British films at Venice 2013

New films from Stephen Frears, Jonathan Glazer, Terry Gilliam and Alfonso Cuarón are among the highlights of this year’s Venice Film Festival.

Samuel Wigley

British films and production companies have a strong presence at the Venice Film Festival this year, with new science-fiction movies from Alfonso Cuarón, Jonathan Glazer and Terry Gilliam – each with UK involvement – among the most anticipated titles of the programme.

Cuarón opens the festival with Gravity, starring George Clooney and Sandra Bullock as an engineer and an astronaut who are left floating tethered together in space after disaster strikes their shuttle. It is co-produced by Warner Bros and producer David Heyman’s London-based production company Heyday Films – the same partnership behind the Harry Potter series.
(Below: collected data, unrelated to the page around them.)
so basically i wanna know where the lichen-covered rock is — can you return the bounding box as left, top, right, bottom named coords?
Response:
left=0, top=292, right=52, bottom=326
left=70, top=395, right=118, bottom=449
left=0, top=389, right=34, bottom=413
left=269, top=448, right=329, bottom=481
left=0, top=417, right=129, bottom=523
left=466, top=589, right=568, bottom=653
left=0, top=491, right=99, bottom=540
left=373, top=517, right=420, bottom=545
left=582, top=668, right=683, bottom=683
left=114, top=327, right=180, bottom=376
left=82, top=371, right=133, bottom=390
With Sexy Beast (2000) and the creepy drama Birth (2004), Jonathan Glazer has established himself as one of the UK’s most talented contemporary filmmakers, and Under the Skin brings to an end the long wait for his third film. Adapted from Michel Faber’s cult novel, and backed by the BFI Film Fund, it features Scarlett Johansson as an alien in humanoid form stalking the Scottish Highlands.

Watch Under the Skin on BFI Player

The Zero Theorem finds Terry Gilliam returning to the dystopian future visions of Brazil (1985) and Twelve Monkeys (1995), with Christoph Waltz and Matt Damon starring in the story of a computer hacker’s attempts to unlock the mystery of human existence. “When I made Brazil in 1984,” Gilliam has said, “I was trying to paint a picture of the world I thought we were living in then. The Zero Theorem is a glimpse of the world I think we are living in now.” Chris Curling and Phil Robertson co-produced the film for London-based Zephyr Films.

Philomena (2013)

Philomena (2013)

Away from sci-fi, Stephen Frears’ Philomena, also backed by the BFI, is the true story of Philomena Lee, an Irish woman searching for her long-lost son who was taken away from her while still a child. Judi Dench stars as Philomena, with Steve Coogan playing political journalist Martin Sixsmith, who unexpectedly comes to her aid. Frears describes it as “an odd couple film, an extraordinary road trip taken by a wily journalist and an elderly lady.”

Director Steven Knight made his name working with Frears, when his screenplay became the basis for Frears’ 2002 immigration drama Dirty Pretty Things. He made the leap to direction with Hummingbird (2013), starring Jason Statham, and now has his second film, Locke, playing out of competition at Venice. Featuring Tom Hardy and Olivia Colman, it tells the story of how a phone call leads to one man’s life spiralling out of his control.

Playing in the Venice Horizons strand, Still Life is the second film by Uberto Pasolini, best known as the producer of The Full Monty (1997). Eddie Marsan plays a city hall worker dedicated to tracking down the next of kin of the deceased. Downton Abbey’s Joanne Froggatt co-stars in a Red Wave/Embargo Films production.

Festival director Alberto Barbera has commented on the vitality of British cinema this year, telling Screen Daily: “I was surprised and very impressed by the quality of the films I saw in London when I came in early July. It really is an impressive and unusually strong year for UK films.”